For the “Avatar” re-release, the TrueCut Motion team tackled a number of unique technical challenges. First and foremost, they were doubling the frame rate of the original release, which was tricky to do without making it look like a live-feed of a soccer game being played on a Best Buy showroom floor. Among other things, if successful, this HFR version of “Avatar” would be more in line, visually, with the upcoming sequel “Avatar: The Way of Water,” which will also be presented in high-frame-rate when it is released this Christmas.

They were also brightening the image of “Avatar,” which had seemed too dark and dull thanks to the limitation of projectors in 2009 and the artificial darkening of the screen thanks to the 3D lenses. (Casillas referred to the original release as the “dark 3D” version.) TrueCut Motion also sharpened the image to make it properly 4K. And within all of that they were making sure that the image felt both new and like classic “Avatar,” keeping an eye on the image to make sure that, during the process, no “motion anomalies” would pop up. These could be outright technical mistakes or anything about the image that felt “off” or took you out of the story.

The results are, obviously, incredible. And it’s telling that this is the second project that Cameron has partnered with TrueCut Motion on (the other was a re-release of “Titanic”). While they couldn’t say if they were working on the forthcoming sequel, it’s hard to imagine Cameron looking at this re-release and going with anybody else.

What’s amazing, too, is the idea that any HFR project could look this good. The format was really introduced with Peter Jackson’s first “The Hobbit” film, “An Unexpected Journey,” which was released 10 years ago this Christmas. Back then, HFR was widely touted. Critics had to go see the HFR version, they were that convinced of its power and the fact that the format would stick around. By the time the first sequel came out a year later, almost all mention of the HFR format was scrubbed from marketing materials and press releases.
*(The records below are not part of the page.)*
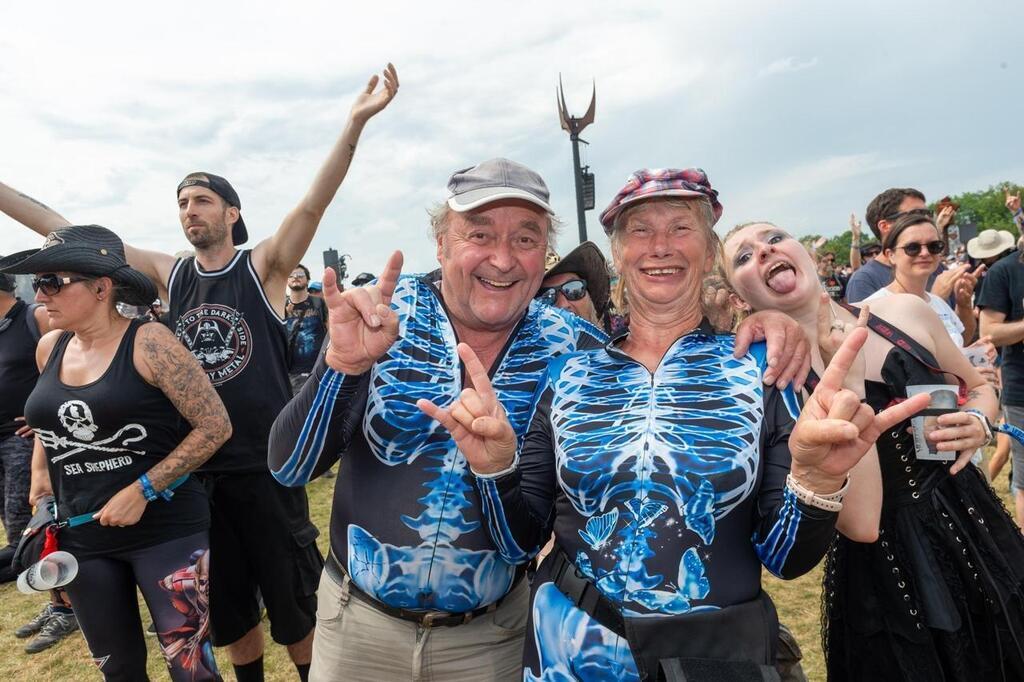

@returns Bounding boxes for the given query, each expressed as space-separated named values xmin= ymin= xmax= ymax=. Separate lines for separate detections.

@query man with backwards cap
xmin=0 ymin=65 xmax=398 ymax=682
xmin=270 ymin=159 xmax=806 ymax=682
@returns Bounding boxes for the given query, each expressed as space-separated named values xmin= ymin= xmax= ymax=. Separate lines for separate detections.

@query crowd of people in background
xmin=0 ymin=59 xmax=1024 ymax=682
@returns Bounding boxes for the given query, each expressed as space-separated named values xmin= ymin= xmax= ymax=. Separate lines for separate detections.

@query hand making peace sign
xmin=416 ymin=343 xmax=516 ymax=474
xmin=790 ymin=327 xmax=931 ymax=495
xmin=324 ymin=251 xmax=402 ymax=375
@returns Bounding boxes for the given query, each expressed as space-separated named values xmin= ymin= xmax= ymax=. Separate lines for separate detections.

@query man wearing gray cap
xmin=269 ymin=159 xmax=801 ymax=682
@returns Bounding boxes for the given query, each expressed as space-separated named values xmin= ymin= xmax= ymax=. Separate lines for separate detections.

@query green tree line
xmin=800 ymin=182 xmax=1021 ymax=265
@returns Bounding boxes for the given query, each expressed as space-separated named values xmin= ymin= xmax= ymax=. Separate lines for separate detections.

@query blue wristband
xmin=138 ymin=474 xmax=158 ymax=502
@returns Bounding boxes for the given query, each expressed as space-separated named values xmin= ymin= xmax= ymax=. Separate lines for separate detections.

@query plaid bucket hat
xmin=601 ymin=168 xmax=722 ymax=235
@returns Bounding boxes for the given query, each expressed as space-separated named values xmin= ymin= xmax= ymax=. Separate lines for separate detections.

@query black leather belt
xmin=545 ymin=545 xmax=626 ymax=637
xmin=324 ymin=551 xmax=525 ymax=628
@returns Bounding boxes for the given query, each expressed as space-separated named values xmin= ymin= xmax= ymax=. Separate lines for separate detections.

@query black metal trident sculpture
xmin=557 ymin=74 xmax=597 ymax=244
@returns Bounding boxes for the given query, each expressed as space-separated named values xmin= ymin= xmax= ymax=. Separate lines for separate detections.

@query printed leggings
xmin=68 ymin=530 xmax=220 ymax=682
xmin=0 ymin=435 xmax=33 ymax=544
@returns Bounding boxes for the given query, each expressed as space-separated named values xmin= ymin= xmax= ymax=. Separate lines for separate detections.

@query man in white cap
xmin=967 ymin=229 xmax=1024 ymax=524
xmin=269 ymin=159 xmax=803 ymax=682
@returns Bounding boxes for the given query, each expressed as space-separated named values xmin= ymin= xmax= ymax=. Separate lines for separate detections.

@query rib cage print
xmin=347 ymin=278 xmax=600 ymax=611
xmin=551 ymin=334 xmax=764 ymax=614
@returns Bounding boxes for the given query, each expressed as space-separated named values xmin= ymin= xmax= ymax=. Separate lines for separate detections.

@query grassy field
xmin=0 ymin=454 xmax=1012 ymax=682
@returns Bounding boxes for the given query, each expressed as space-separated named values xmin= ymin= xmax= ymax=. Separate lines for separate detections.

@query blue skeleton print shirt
xmin=269 ymin=275 xmax=605 ymax=613
xmin=476 ymin=322 xmax=837 ymax=680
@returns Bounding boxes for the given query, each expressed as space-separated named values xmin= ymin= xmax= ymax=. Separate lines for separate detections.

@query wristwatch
xmin=964 ymin=408 xmax=995 ymax=445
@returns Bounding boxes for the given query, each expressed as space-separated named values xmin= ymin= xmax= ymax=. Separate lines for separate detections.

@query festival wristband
xmin=138 ymin=474 xmax=188 ymax=502
xmin=785 ymin=474 xmax=850 ymax=513
xmin=138 ymin=474 xmax=157 ymax=502
xmin=964 ymin=408 xmax=992 ymax=444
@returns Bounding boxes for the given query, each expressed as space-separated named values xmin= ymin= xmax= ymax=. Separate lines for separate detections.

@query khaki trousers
xmin=309 ymin=571 xmax=529 ymax=682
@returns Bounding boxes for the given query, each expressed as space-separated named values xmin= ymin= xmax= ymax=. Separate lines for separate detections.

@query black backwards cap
xmin=177 ymin=171 xmax=249 ymax=246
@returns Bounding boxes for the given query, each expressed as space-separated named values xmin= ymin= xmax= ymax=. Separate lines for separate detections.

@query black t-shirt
xmin=167 ymin=251 xmax=292 ymax=472
xmin=976 ymin=252 xmax=1024 ymax=406
xmin=0 ymin=301 xmax=39 ymax=440
xmin=285 ymin=296 xmax=327 ymax=374
xmin=25 ymin=321 xmax=210 ymax=559
xmin=818 ymin=273 xmax=846 ymax=301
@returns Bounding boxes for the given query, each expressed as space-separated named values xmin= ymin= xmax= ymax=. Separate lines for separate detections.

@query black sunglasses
xmin=896 ymin=240 xmax=946 ymax=258
xmin=537 ymin=280 xmax=587 ymax=305
xmin=32 ymin=273 xmax=89 ymax=296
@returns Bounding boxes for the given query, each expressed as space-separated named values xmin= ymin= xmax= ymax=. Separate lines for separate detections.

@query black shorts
xmin=199 ymin=472 xmax=324 ymax=646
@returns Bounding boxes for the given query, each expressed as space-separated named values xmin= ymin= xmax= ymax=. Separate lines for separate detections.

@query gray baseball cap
xmin=447 ymin=159 xmax=554 ymax=213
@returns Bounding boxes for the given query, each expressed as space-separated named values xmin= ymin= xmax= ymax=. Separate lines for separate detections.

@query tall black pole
xmin=557 ymin=76 xmax=597 ymax=244
xmin=569 ymin=133 xmax=587 ymax=244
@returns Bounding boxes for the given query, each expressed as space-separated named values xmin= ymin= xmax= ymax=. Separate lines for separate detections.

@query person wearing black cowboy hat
xmin=0 ymin=258 xmax=71 ymax=653
xmin=0 ymin=65 xmax=398 ymax=682
xmin=0 ymin=225 xmax=231 ymax=680
xmin=537 ymin=242 xmax=610 ymax=330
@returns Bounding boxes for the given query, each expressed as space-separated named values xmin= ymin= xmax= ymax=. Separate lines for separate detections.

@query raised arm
xmin=417 ymin=343 xmax=555 ymax=563
xmin=0 ymin=182 xmax=174 ymax=300
xmin=754 ymin=328 xmax=929 ymax=579
xmin=0 ymin=182 xmax=71 ymax=237
xmin=267 ymin=251 xmax=401 ymax=485
xmin=253 ymin=63 xmax=398 ymax=280
xmin=850 ymin=213 xmax=860 ymax=271
xmin=1004 ymin=187 xmax=1024 ymax=235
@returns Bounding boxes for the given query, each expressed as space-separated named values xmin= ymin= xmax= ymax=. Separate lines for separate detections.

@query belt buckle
xmin=420 ymin=611 xmax=447 ymax=628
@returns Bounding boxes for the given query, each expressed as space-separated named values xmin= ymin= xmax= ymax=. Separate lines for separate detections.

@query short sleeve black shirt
xmin=976 ymin=252 xmax=1024 ymax=406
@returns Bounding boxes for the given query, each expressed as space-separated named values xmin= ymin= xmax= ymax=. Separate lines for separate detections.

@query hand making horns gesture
xmin=416 ymin=343 xmax=516 ymax=474
xmin=790 ymin=327 xmax=931 ymax=485
xmin=324 ymin=251 xmax=402 ymax=375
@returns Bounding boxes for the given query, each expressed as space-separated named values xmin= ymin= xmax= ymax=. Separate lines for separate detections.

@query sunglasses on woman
xmin=32 ymin=273 xmax=89 ymax=296
xmin=537 ymin=280 xmax=587 ymax=305
xmin=896 ymin=240 xmax=946 ymax=258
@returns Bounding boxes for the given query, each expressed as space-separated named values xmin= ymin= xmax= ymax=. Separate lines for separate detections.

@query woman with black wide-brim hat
xmin=0 ymin=225 xmax=231 ymax=680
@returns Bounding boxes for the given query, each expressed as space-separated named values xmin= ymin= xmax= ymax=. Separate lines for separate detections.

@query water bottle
xmin=17 ymin=552 xmax=78 ymax=594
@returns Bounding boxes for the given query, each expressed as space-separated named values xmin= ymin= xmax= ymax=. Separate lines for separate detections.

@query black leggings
xmin=68 ymin=531 xmax=220 ymax=682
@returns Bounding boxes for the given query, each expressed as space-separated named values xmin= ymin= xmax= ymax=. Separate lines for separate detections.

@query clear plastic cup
xmin=17 ymin=552 xmax=78 ymax=594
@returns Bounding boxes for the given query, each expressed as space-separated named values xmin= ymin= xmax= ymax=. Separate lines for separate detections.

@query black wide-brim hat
xmin=0 ymin=225 xmax=157 ymax=305
xmin=544 ymin=242 xmax=611 ymax=315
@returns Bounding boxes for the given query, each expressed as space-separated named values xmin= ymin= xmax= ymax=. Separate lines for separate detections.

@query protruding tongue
xmin=768 ymin=267 xmax=797 ymax=294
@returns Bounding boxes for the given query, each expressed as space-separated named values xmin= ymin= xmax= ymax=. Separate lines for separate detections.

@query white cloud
xmin=758 ymin=152 xmax=913 ymax=199
xmin=758 ymin=56 xmax=818 ymax=78
xmin=0 ymin=0 xmax=1024 ymax=271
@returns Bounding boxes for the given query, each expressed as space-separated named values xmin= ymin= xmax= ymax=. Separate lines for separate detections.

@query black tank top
xmin=0 ymin=301 xmax=39 ymax=440
xmin=167 ymin=250 xmax=292 ymax=472
xmin=25 ymin=319 xmax=210 ymax=559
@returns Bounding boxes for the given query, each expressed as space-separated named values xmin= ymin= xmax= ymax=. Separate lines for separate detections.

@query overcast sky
xmin=0 ymin=0 xmax=1024 ymax=274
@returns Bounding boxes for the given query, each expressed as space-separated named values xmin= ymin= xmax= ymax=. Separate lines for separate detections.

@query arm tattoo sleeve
xmin=139 ymin=325 xmax=231 ymax=491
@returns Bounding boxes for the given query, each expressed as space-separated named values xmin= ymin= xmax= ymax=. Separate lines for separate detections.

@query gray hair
xmin=427 ymin=202 xmax=562 ymax=248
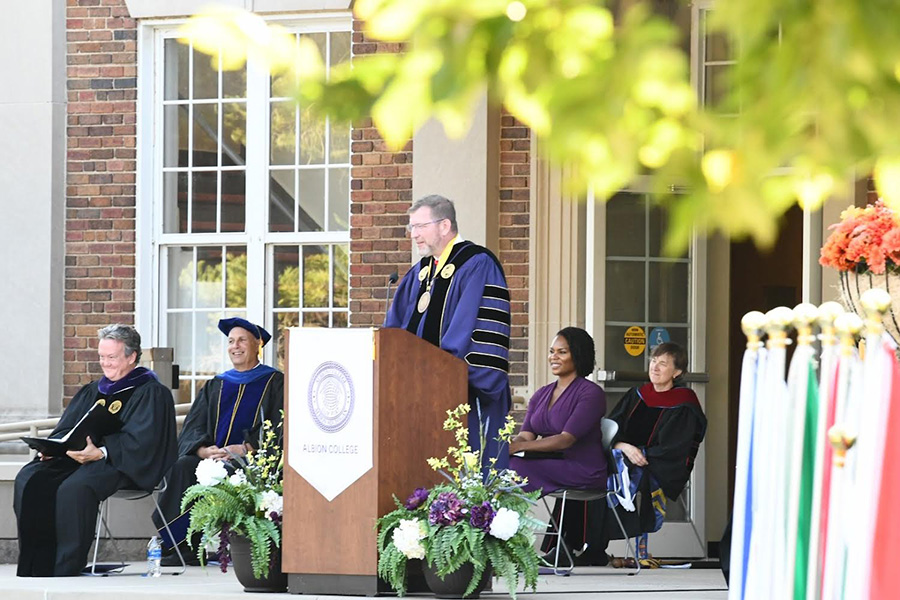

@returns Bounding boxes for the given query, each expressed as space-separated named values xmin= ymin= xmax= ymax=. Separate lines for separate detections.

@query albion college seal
xmin=307 ymin=361 xmax=354 ymax=433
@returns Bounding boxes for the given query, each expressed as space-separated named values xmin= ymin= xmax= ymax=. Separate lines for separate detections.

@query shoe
xmin=541 ymin=548 xmax=578 ymax=569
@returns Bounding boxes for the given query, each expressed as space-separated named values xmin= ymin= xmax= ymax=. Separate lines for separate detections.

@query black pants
xmin=13 ymin=458 xmax=133 ymax=577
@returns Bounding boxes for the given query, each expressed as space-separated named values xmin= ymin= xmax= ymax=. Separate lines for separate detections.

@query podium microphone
xmin=384 ymin=271 xmax=400 ymax=316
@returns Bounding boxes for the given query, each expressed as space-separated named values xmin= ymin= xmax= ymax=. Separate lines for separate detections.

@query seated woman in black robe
xmin=544 ymin=342 xmax=706 ymax=565
xmin=13 ymin=325 xmax=176 ymax=577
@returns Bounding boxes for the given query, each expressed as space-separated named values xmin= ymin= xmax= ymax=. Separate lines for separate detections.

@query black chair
xmin=90 ymin=477 xmax=187 ymax=577
xmin=542 ymin=417 xmax=641 ymax=575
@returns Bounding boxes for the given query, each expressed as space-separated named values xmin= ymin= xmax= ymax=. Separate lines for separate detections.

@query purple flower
xmin=469 ymin=502 xmax=494 ymax=531
xmin=403 ymin=488 xmax=428 ymax=510
xmin=428 ymin=492 xmax=463 ymax=525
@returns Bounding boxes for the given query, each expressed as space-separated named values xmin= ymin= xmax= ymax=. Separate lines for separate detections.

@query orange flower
xmin=819 ymin=200 xmax=900 ymax=274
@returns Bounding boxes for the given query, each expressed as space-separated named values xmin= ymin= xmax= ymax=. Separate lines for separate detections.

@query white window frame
xmin=135 ymin=11 xmax=352 ymax=380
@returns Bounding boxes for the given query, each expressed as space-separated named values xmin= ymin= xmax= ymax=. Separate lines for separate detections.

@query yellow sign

Critics could see whatever version they’d like, they’d responded so poorly the first time around, and the number of theaters playing the HFR version of “The Desolation of Smaug” dwindled.

In the years since, the technology has been infrequently utilized. Ang Lee, who like Cameron and Jackson is a pioneer, experimented with the format on 2016’s “Billy Lynn’s Long Halftime Walk” (a presentation that was paired with a 4K image and 3D) and “Gemini Man.” “Gemini Man’s” ideal release was 4K 3D with a frame rate of a whopping 120 frames-per-second. It was virtually impossible to see the film the way Lee meant to present it due to a lack of theaters showing it that way. And, again, a standardized, easily digestible version of the format remained elusively out of reach.

Most of this had to do with the fact that it just didn’t look very good. It was too dark. And the crispness of the image often led to the feeling that you were watching a daytime soap opera shot on video or a movie with the motion smoothing setting on the TV still on. Worse still was, when overloaded with visual effects, it started to look like a video game cut scene.

None of these problems affect the new version of “Avatar.” And that’s the real achievement. According to Casillas, filmmaking is on the edge of a very exciting precipice. “HFR is now cinematic,” Casillas said. The technique developed by TrueCut Motion doesn’t require theaters to purchase any new equipment; it’s just another part of the post-production process. And it looks like a million bucks.

Could high quality HFR content be just around the corner? According to TrueCut Motion, we’re already there.